Meridian Star

November 5, 2012

Arts and craft show thrives after 28 years

By Michael Stewart / Executive Editor
The Meridian Star

MERIDIAN —     This weekend marked the 28th year for the Annual Homemakers Arts and Crafts Show and Sale, held Saturday and Sunday at the Frank Cochran Center in Highland Park.

    When the craft show and sale debuted nearly three decades ago, it was a means for area housewives to make extra money off their crafts and baked goods, said Patty Swearingen, county director for the Mississippi State University Extension Service

    "Most of the women work now," Swearingen said. "Some of them still use it as a way to make a little money before Christmas."

    Saturday an estimated 1,100 shoppers browsed the 120 vendor booths at Highland Park. On Sunday, early morning rain pushed most of the vendors inside where booths were lined with, among other things, jams, pies, birdhouses and jewelry — all homemade.

    Meridian residents Faye and Bill Latham were among the shoppers.

    Faye Latham said she liked the fact that the items for sale are unique.

    "I think it is fantastic," Faye Latham said of the work involved in making the items on display. "It shows a a sign of love and patience."

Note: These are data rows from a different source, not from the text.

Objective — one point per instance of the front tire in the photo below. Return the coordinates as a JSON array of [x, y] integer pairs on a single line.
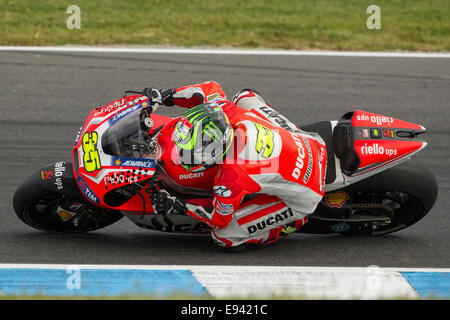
[[40, 208]]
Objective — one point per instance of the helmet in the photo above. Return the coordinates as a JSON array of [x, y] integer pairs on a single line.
[[202, 137]]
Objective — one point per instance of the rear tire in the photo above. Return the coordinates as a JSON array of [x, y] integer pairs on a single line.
[[409, 189], [38, 208]]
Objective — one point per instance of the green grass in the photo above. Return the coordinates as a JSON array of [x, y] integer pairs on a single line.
[[420, 25]]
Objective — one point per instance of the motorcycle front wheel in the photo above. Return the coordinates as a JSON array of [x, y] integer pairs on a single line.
[[56, 212]]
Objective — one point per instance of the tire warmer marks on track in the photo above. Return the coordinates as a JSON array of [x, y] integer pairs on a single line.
[[223, 281]]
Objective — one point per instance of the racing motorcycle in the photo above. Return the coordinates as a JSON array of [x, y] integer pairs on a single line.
[[373, 183]]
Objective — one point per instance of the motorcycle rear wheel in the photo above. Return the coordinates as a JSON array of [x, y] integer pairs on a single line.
[[407, 191]]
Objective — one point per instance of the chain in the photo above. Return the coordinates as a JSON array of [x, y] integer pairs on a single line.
[[373, 206]]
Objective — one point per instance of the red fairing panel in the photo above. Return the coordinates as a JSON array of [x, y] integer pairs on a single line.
[[372, 152]]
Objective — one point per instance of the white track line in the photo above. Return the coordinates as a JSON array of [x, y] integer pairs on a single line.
[[263, 52], [204, 267]]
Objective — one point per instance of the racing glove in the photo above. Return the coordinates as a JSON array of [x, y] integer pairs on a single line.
[[164, 204]]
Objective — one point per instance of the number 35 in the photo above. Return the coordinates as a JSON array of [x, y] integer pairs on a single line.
[[91, 157]]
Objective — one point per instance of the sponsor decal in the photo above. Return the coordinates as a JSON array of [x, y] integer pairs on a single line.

    Judy Harwell has been with the homemakers group for 25 years. She said although the membership has changed since that time, the organization has thrived.

    Swearingen agreed. This year's craft sale was one of the largest in the event's history.

    "We posted it on Facebook and that brought a lot of younger people in," Swearingen said.

    The event also serves as the group's annual fundraiser. Proceeds from booth rentals and a $1 admission fee benefit Care Lodge, LOVE's Kitchen, Hope Village for Children and Feed By Faith.

    Swearingen anticipated the group will raise about $3,500 for local charities from the two-day event.

    The Crafty Ole Ladies group from College Park United Methodist Church were selling baked goods, ceramics and jewelry.

    Puchuta resident Queen Bradley was selling colorful wreaths that she first began making years ago as a hobby.

    "I just started doing it one day and it kept getting bigger and bigger," Bradley said.

    Collinsville residents Jimmie Carol Pete and Ferd Ward Buntyn were selling embroidered items that ran the gamut from T-shirts, to towels and bookmakers.

    Specialty Designs by Jimmie Carol & Fern is run out of a dining room and was started in February as a way for the women to stay at home with their retired husbands, Pete said.

    "I sold my baby grand piano to buy the sewing machine," Pete said.